L’impresa di questa settimana era facile facile. Un aperitivo.
Nella magica Bibbia erano riportati tre locali storici della Milano da bere. Il Bar Basso, il Magenta e il Jamaica. La guru diceva di sceglierne uno dei tre e di godersi uno spritz o un negroni sbagliato in santa pace.
Considerando che al Bar Basso ci ero già stata un bel po’ di volte, che il Magenta l’avevo già visto (e poi mi inibiva un po’ il fatto che a una certa ora parte il Coyote Ugly: ragazze sul bancone che versano da bere direttamente in gola agli avventori…specifico, ragazze clienti!), ho optato per il Jamaica, rinomatissimo e mai visto.
Fondato nel 1911, luogo di ritrovo dei bohemien della città, degli scapigliati e degli artisti, fossero essi di fama mondiale o giocolieri di piazza. L’idea era quella di immergersi in un posto che ha visto passare così tanto estro e respirarne un po’ l’aria (sai mai che poi l’estro si impossessi anche di me!).
E ce l’ha tutta la faccia di averne viste di ogni colore, questo localino piccolino, con una terrazza sulla strada, nel bel mezzo del quartiere degli artisti. Via Brera 12, per l’esattezza. Più posizione strategica di così…
Il bancone di marmo altissimo, le mille bottiglie appoggiate all’enorme specchio alle spalle del barista, che ricorda così tanto quel quadro di Manet, quello con la barista che guarda verso la sala… Le bar de folies-bergère, ecco! Tutto ha cento anni e li dimostra. Le piastrelle ai muri fino al soffitto lo fanno sembrare, in alcuni angoli, una gastronomia d’altri tempi. E in effetti al Jamaica di mangia sempre. Non ci sono orari, stupide regole o menu per il pranzo. Il Jamaica offre le stesse cose da tempo immemorabile e, come un bar del dopoguerra (dei dopoguerra, visto che li ha visti entrambi!) che si rispetti, non nega un piatto di pasta a nessuno, anche fossero le tre del mattino.

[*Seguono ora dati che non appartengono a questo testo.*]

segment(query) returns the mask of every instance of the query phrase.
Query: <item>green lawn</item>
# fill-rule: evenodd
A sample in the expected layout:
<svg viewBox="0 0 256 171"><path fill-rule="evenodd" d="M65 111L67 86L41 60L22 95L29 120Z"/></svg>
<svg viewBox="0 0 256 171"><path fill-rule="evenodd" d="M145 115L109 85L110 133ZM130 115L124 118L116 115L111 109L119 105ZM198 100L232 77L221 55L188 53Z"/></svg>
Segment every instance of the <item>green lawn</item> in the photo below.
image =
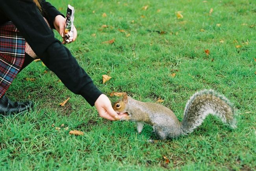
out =
<svg viewBox="0 0 256 171"><path fill-rule="evenodd" d="M144 101L160 97L182 120L189 97L213 89L237 109L237 128L209 116L188 136L151 143L150 127L138 134L135 123L100 118L33 62L7 93L36 107L0 117L0 170L256 169L254 0L49 1L64 13L68 4L74 7L78 36L67 47L113 103L119 98L109 96L113 92ZM103 84L104 74L112 78ZM85 135L69 135L73 129Z"/></svg>

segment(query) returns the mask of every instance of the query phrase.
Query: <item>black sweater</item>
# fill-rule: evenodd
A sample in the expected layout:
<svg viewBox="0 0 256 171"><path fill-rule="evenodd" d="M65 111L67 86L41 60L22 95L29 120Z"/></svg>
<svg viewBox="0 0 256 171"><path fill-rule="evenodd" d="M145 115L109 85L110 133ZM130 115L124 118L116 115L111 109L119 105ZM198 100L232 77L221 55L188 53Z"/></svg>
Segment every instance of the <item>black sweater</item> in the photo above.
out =
<svg viewBox="0 0 256 171"><path fill-rule="evenodd" d="M63 15L49 3L41 2L43 15L53 28L55 17ZM0 24L12 21L46 66L68 88L93 106L102 93L69 50L54 37L32 0L0 0Z"/></svg>

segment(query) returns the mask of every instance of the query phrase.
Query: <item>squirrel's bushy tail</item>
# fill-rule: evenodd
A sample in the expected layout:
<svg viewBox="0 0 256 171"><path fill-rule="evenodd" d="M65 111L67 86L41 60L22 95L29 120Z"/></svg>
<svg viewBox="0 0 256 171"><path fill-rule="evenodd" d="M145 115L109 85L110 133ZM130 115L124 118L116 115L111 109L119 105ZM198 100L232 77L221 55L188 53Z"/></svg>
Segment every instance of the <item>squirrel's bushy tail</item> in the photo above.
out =
<svg viewBox="0 0 256 171"><path fill-rule="evenodd" d="M186 105L182 123L184 134L193 132L210 114L219 117L232 128L236 127L234 109L229 101L212 90L204 90L195 93Z"/></svg>

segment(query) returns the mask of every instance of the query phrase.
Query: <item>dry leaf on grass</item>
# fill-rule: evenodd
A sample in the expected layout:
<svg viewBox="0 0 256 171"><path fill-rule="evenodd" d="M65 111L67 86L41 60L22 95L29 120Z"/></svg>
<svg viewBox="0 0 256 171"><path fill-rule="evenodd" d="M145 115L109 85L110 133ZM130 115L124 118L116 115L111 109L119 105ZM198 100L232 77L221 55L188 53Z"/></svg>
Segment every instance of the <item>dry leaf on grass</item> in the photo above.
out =
<svg viewBox="0 0 256 171"><path fill-rule="evenodd" d="M110 93L109 96L111 97L113 96L115 96L121 97L122 96L123 94L124 93L125 93L125 92L113 92Z"/></svg>
<svg viewBox="0 0 256 171"><path fill-rule="evenodd" d="M164 101L165 101L164 100L162 100L162 99L161 99L160 98L158 98L158 99L156 101L156 103L163 103L163 102Z"/></svg>
<svg viewBox="0 0 256 171"><path fill-rule="evenodd" d="M143 9L143 10L147 10L147 9L148 9L148 5L144 6L142 7L142 9Z"/></svg>
<svg viewBox="0 0 256 171"><path fill-rule="evenodd" d="M59 105L60 105L61 106L64 106L65 105L65 104L67 103L67 101L69 101L69 100L70 99L70 97L68 97L66 100L65 100L64 101L63 101L62 103L61 103Z"/></svg>
<svg viewBox="0 0 256 171"><path fill-rule="evenodd" d="M211 9L210 9L210 11L209 12L209 13L210 14L210 15L211 14L212 12L213 11L213 9L211 8Z"/></svg>
<svg viewBox="0 0 256 171"><path fill-rule="evenodd" d="M204 52L205 52L205 54L206 54L207 55L207 56L209 56L209 55L210 54L210 51L208 49L206 49L206 50L204 50Z"/></svg>
<svg viewBox="0 0 256 171"><path fill-rule="evenodd" d="M112 78L111 77L110 77L107 75L102 75L102 81L103 84L105 84L106 82L108 81L108 80Z"/></svg>
<svg viewBox="0 0 256 171"><path fill-rule="evenodd" d="M102 28L106 28L108 27L108 26L107 25L104 24L101 26L101 27Z"/></svg>
<svg viewBox="0 0 256 171"><path fill-rule="evenodd" d="M83 135L83 132L77 130L73 130L69 131L69 134L75 135Z"/></svg>
<svg viewBox="0 0 256 171"><path fill-rule="evenodd" d="M118 29L118 31L121 32L125 32L125 31L124 30L121 29Z"/></svg>
<svg viewBox="0 0 256 171"><path fill-rule="evenodd" d="M171 77L172 78L174 78L175 76L176 76L176 73L173 73L171 74Z"/></svg>
<svg viewBox="0 0 256 171"><path fill-rule="evenodd" d="M107 14L106 14L106 13L103 13L103 14L102 14L102 16L103 17L107 17Z"/></svg>
<svg viewBox="0 0 256 171"><path fill-rule="evenodd" d="M164 156L163 157L163 159L165 159L165 164L168 164L170 163L170 160L168 159L166 156Z"/></svg>
<svg viewBox="0 0 256 171"><path fill-rule="evenodd" d="M224 40L219 40L219 42L221 43L223 43L224 42Z"/></svg>
<svg viewBox="0 0 256 171"><path fill-rule="evenodd" d="M35 79L34 78L26 78L26 80L28 81L34 81L35 80Z"/></svg>
<svg viewBox="0 0 256 171"><path fill-rule="evenodd" d="M103 44L112 44L115 42L115 39L113 39L112 40L110 40L108 41L106 41L105 42L102 42Z"/></svg>

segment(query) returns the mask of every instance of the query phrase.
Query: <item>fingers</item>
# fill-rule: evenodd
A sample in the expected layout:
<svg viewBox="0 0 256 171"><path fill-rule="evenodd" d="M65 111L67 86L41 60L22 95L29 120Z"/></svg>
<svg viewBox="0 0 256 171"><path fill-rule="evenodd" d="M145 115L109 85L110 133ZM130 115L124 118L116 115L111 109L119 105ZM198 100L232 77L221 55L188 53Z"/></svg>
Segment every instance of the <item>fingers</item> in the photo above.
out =
<svg viewBox="0 0 256 171"><path fill-rule="evenodd" d="M77 31L76 31L76 29L74 26L74 37L73 37L73 39L72 39L72 42L74 42L76 40L77 36Z"/></svg>
<svg viewBox="0 0 256 171"><path fill-rule="evenodd" d="M109 114L109 115L111 116L112 118L113 118L115 119L115 120L120 120L119 117L118 117L118 115L115 112L113 108L112 108L111 105L109 105L107 107L106 109L107 112Z"/></svg>

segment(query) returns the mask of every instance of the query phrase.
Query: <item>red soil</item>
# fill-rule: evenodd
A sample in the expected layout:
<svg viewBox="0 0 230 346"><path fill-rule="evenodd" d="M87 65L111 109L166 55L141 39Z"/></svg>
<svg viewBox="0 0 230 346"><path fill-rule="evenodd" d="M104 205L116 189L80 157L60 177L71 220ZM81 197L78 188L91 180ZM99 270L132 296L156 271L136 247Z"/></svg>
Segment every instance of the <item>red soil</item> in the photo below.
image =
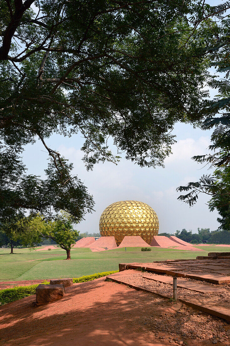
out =
<svg viewBox="0 0 230 346"><path fill-rule="evenodd" d="M74 284L48 305L33 307L33 295L3 306L0 345L170 345L155 341L140 324L140 314L153 313L152 295L104 280Z"/></svg>
<svg viewBox="0 0 230 346"><path fill-rule="evenodd" d="M171 240L164 236L155 236L150 244L151 246L159 246L166 248L175 248L177 250L188 250L192 251L201 251L200 249L193 247L191 244L190 246L181 245Z"/></svg>
<svg viewBox="0 0 230 346"><path fill-rule="evenodd" d="M169 237L169 239L173 240L173 241L175 242L175 243L177 243L178 244L180 244L181 245L184 245L186 246L192 246L191 244L190 243L187 243L187 242L184 242L183 240L181 240L181 239L178 238L177 237L176 237L175 236L170 236Z"/></svg>
<svg viewBox="0 0 230 346"><path fill-rule="evenodd" d="M84 247L87 245L95 243L95 238L94 237L87 237L82 238L76 242L73 247Z"/></svg>
<svg viewBox="0 0 230 346"><path fill-rule="evenodd" d="M107 247L108 250L116 249L117 247L115 238L113 236L100 237L94 243L86 246L90 249L98 248L100 247Z"/></svg>
<svg viewBox="0 0 230 346"><path fill-rule="evenodd" d="M178 313L192 333L197 319L203 322L197 312L180 303L104 280L74 284L63 299L47 305L33 307L33 295L0 307L0 345L169 346L175 344L171 333ZM190 346L212 345L192 338L187 340ZM177 339L178 345L179 334Z"/></svg>
<svg viewBox="0 0 230 346"><path fill-rule="evenodd" d="M140 236L125 236L118 247L143 246L149 247L149 245Z"/></svg>

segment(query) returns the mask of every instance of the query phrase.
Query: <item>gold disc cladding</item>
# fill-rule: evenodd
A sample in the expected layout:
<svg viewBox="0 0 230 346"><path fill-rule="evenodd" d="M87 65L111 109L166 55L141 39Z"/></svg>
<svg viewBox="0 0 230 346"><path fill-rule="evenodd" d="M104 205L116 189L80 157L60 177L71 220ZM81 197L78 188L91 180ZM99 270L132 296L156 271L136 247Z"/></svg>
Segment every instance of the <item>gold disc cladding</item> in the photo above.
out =
<svg viewBox="0 0 230 346"><path fill-rule="evenodd" d="M151 207L137 201L121 201L106 208L99 222L102 236L114 236L118 246L125 236L140 236L150 244L159 230L157 215Z"/></svg>

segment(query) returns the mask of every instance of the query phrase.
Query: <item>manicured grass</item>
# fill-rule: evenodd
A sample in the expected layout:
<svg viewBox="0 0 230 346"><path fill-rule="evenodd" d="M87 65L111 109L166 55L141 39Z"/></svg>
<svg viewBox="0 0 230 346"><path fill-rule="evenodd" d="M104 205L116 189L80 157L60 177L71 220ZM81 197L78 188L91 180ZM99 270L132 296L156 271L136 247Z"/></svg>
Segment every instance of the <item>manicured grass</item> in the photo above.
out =
<svg viewBox="0 0 230 346"><path fill-rule="evenodd" d="M195 258L207 256L208 252L230 251L229 247L201 246L201 251L152 248L142 252L141 247L116 249L92 252L88 248L75 248L71 250L70 261L61 249L51 251L32 251L16 249L9 255L9 249L0 249L0 281L78 277L101 272L116 270L119 263L148 262L166 260Z"/></svg>

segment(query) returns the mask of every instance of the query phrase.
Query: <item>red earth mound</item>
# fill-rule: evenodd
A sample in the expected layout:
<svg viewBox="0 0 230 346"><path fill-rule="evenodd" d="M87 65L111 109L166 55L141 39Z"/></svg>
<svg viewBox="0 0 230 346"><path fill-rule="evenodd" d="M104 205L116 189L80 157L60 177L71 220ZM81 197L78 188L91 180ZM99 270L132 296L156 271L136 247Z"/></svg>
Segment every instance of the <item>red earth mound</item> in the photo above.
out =
<svg viewBox="0 0 230 346"><path fill-rule="evenodd" d="M117 247L115 238L113 236L101 237L94 243L85 247L90 249L99 247L107 247L108 250L116 249Z"/></svg>
<svg viewBox="0 0 230 346"><path fill-rule="evenodd" d="M76 242L73 247L85 247L87 245L89 245L93 243L94 243L95 238L94 237L87 237L82 238Z"/></svg>
<svg viewBox="0 0 230 346"><path fill-rule="evenodd" d="M150 244L151 246L159 246L165 248L172 248L177 250L188 250L192 251L201 251L200 249L193 247L191 244L190 245L190 246L181 245L164 236L155 236L153 237Z"/></svg>
<svg viewBox="0 0 230 346"><path fill-rule="evenodd" d="M137 246L149 247L140 236L125 236L118 247L135 247Z"/></svg>
<svg viewBox="0 0 230 346"><path fill-rule="evenodd" d="M184 245L186 246L192 246L191 244L190 244L189 243L187 243L187 242L184 242L183 240L181 240L181 239L178 238L177 237L175 237L175 236L170 236L169 237L169 239L173 240L173 241L175 242L175 243L177 243L178 244L180 244L180 245Z"/></svg>

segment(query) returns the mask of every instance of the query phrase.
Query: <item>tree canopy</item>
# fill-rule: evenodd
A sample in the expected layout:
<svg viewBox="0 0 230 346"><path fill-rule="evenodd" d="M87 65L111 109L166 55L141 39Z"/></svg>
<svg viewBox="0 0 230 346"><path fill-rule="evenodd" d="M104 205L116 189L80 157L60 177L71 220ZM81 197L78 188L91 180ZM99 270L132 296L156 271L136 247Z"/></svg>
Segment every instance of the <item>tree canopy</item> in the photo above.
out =
<svg viewBox="0 0 230 346"><path fill-rule="evenodd" d="M73 229L72 218L63 211L58 219L53 221L47 221L39 214L33 217L25 217L18 222L21 230L17 235L17 238L30 248L34 248L42 238L51 239L66 251L66 259L70 260L71 248L79 235L79 232Z"/></svg>
<svg viewBox="0 0 230 346"><path fill-rule="evenodd" d="M229 9L229 3L226 3L226 5ZM198 162L208 165L214 172L203 175L198 181L189 182L177 189L184 193L178 199L190 207L196 202L200 193L210 195L210 209L217 210L220 217L217 219L220 227L228 230L230 230L230 19L228 15L220 16L219 34L216 41L205 50L208 53L210 66L215 68L218 74L208 81L208 85L216 89L219 94L206 105L207 115L201 124L204 129L213 129L209 152L192 158Z"/></svg>
<svg viewBox="0 0 230 346"><path fill-rule="evenodd" d="M27 208L51 218L62 209L78 222L92 210L71 164L47 144L53 133L83 135L88 169L100 161L117 163L120 151L154 167L170 152L175 122L203 117L202 87L210 76L203 52L215 42L210 13L221 9L190 0L0 4L3 216ZM206 21L196 26L205 10ZM25 145L38 139L50 158L45 179L27 175L20 158Z"/></svg>

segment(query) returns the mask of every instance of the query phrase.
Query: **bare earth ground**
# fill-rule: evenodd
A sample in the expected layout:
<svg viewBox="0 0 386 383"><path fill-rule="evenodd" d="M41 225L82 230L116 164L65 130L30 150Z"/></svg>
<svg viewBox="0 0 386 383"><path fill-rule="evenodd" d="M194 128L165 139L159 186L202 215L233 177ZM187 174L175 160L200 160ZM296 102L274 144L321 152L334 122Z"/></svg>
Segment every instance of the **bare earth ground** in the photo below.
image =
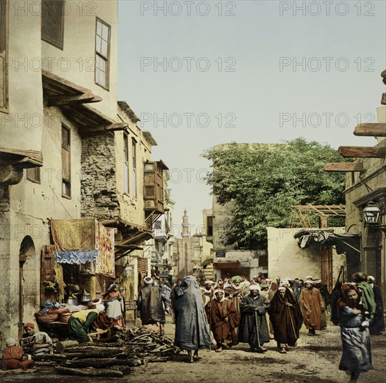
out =
<svg viewBox="0 0 386 383"><path fill-rule="evenodd" d="M175 325L167 318L166 334L174 338ZM316 331L316 336L307 336L303 327L298 346L287 354L279 354L274 341L264 345L268 349L264 354L252 353L248 345L241 344L223 352L200 350L200 360L187 363L187 353L182 352L166 363L150 363L135 367L133 373L123 378L85 378L56 375L49 368L39 368L34 373L0 375L1 382L130 382L133 383L210 383L260 381L267 382L327 383L348 382L348 377L339 371L341 355L339 328L329 326L326 330ZM358 383L386 381L386 336L371 337L373 362L375 369L361 374Z"/></svg>

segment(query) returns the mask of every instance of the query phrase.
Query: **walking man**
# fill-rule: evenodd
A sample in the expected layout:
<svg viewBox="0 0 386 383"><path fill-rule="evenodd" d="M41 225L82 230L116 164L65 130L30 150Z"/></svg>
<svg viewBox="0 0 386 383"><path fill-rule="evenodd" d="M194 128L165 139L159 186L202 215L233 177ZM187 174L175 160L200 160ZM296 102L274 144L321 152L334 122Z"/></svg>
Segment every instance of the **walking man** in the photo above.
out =
<svg viewBox="0 0 386 383"><path fill-rule="evenodd" d="M305 287L299 298L300 309L308 335L315 335L315 330L322 329L321 314L324 312L324 303L320 291L314 287L310 280L305 281Z"/></svg>
<svg viewBox="0 0 386 383"><path fill-rule="evenodd" d="M253 282L250 284L249 295L240 302L241 318L239 327L239 341L249 343L250 350L264 352L263 345L269 342L269 335L266 319L269 301L259 295L260 286Z"/></svg>

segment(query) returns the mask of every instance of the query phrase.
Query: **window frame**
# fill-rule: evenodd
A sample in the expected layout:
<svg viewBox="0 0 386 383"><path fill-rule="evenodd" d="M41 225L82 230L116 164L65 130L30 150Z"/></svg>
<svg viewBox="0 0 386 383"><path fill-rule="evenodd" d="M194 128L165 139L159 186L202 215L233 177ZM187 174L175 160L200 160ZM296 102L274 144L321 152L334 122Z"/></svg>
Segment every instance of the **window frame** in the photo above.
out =
<svg viewBox="0 0 386 383"><path fill-rule="evenodd" d="M130 193L130 168L129 159L129 134L123 133L123 193L129 195ZM127 179L125 180L124 174ZM126 181L126 182L125 182Z"/></svg>
<svg viewBox="0 0 386 383"><path fill-rule="evenodd" d="M67 145L63 146L63 130L65 130L68 133ZM71 129L62 123L61 129L61 156L62 156L62 197L71 199ZM68 152L68 178L64 176L63 168L63 150ZM68 187L68 194L65 193L63 186ZM67 192L67 190L66 190Z"/></svg>
<svg viewBox="0 0 386 383"><path fill-rule="evenodd" d="M42 178L40 176L40 168L28 168L26 169L26 178L34 184L41 184Z"/></svg>
<svg viewBox="0 0 386 383"><path fill-rule="evenodd" d="M0 111L8 113L8 65L6 65L8 57L8 36L9 36L9 0L1 0L0 4L0 35L3 36L3 53L0 52L0 56L3 61L2 75L3 76L3 88L1 99L3 104L0 104ZM1 47L0 46L0 49ZM1 68L0 68L1 69Z"/></svg>
<svg viewBox="0 0 386 383"><path fill-rule="evenodd" d="M43 17L43 3L45 1L46 3L53 2L53 0L42 0L42 28L41 28L41 36L42 40L59 48L59 49L63 50L64 47L64 19L65 19L65 1L64 0L56 0L60 1L62 2L62 9L61 11L61 20L60 20L60 25L59 25L59 38L58 40L56 40L52 38L52 36L48 36L45 34L43 31L43 20L45 18ZM47 21L47 20L46 20Z"/></svg>
<svg viewBox="0 0 386 383"><path fill-rule="evenodd" d="M97 34L98 22L102 24L102 26L103 26L103 25L107 26L108 30L108 40L107 40L107 54L106 54L106 56L104 56L101 52L99 52L97 49L97 36L99 36L101 39L102 38L102 36L99 36L99 35ZM95 56L94 81L95 81L95 83L97 85L98 85L101 88L103 88L104 89L106 89L106 91L110 91L110 49L111 49L110 46L111 46L111 26L110 24L107 24L106 22L103 21L99 17L96 17L95 39ZM97 81L97 56L99 57L99 58L102 58L102 60L104 60L106 63L106 71L105 71L106 86L102 84L100 84L99 82L98 82L98 81ZM98 70L100 70L99 69L99 67L98 67Z"/></svg>

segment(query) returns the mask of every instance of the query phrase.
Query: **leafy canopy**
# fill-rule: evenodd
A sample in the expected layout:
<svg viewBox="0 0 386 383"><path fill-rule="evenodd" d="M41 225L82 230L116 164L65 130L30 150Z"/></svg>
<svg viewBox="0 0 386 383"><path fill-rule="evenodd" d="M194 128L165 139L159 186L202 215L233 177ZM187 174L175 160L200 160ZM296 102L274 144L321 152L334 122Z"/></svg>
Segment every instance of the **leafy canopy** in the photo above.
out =
<svg viewBox="0 0 386 383"><path fill-rule="evenodd" d="M281 144L219 146L206 150L207 178L220 205L231 211L222 242L236 249L266 249L267 226L288 227L294 205L344 203L345 175L323 171L347 161L326 144L303 138Z"/></svg>

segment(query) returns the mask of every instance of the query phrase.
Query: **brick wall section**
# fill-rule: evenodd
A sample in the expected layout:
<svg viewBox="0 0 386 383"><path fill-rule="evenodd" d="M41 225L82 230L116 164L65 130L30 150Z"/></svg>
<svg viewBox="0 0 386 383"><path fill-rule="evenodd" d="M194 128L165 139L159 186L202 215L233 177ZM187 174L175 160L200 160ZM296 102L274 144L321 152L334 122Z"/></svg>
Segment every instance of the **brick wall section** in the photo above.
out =
<svg viewBox="0 0 386 383"><path fill-rule="evenodd" d="M97 219L120 215L117 196L114 136L82 139L81 215Z"/></svg>

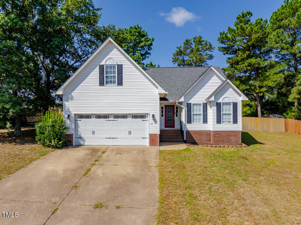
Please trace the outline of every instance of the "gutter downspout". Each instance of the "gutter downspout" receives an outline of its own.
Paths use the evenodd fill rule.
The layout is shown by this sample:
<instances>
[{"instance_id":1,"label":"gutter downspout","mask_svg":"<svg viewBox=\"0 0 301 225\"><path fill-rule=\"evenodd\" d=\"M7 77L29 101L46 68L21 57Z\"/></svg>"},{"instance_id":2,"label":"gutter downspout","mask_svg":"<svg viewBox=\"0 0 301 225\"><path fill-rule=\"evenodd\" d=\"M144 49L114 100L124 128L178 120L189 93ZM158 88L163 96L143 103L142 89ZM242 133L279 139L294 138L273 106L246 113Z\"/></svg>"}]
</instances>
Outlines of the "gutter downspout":
<instances>
[{"instance_id":1,"label":"gutter downspout","mask_svg":"<svg viewBox=\"0 0 301 225\"><path fill-rule=\"evenodd\" d=\"M178 103L178 101L176 101L176 104L177 104L177 105L178 105L180 107L182 107L183 109L184 109L184 119L183 121L184 121L184 124L185 125L185 127L184 129L184 140L186 140L186 109L185 108L185 107L184 106L180 105L179 103Z\"/></svg>"}]
</instances>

La chicca è il giornale attaccato ad un’asta di legno, tipo bandiera. Forse è il caso di spiegarmi meglio, visto che mi son dovuta far illustrare il perché e il percome. Invece di lasciare i giornali su un tavolino perché la gente li possa leggere, al Jamaica si inserisce la piega del quotidiano nella scanalatura di un’asta lunga un metro circa, con un anello sulla cima, per appenderli al muro. Così appesi si possono sfogliare agevolmente senza bisogno di inventarsi nuovi origami e senza che si scombinino le pagine (che poi uno vuole la pagina sportiva ed è sempre quella che non torna mai al suo posto!). Chissà perché le barre da giornale (così le ho battezzate) sono sparite dalla circolazione? Mi sembrano geniali!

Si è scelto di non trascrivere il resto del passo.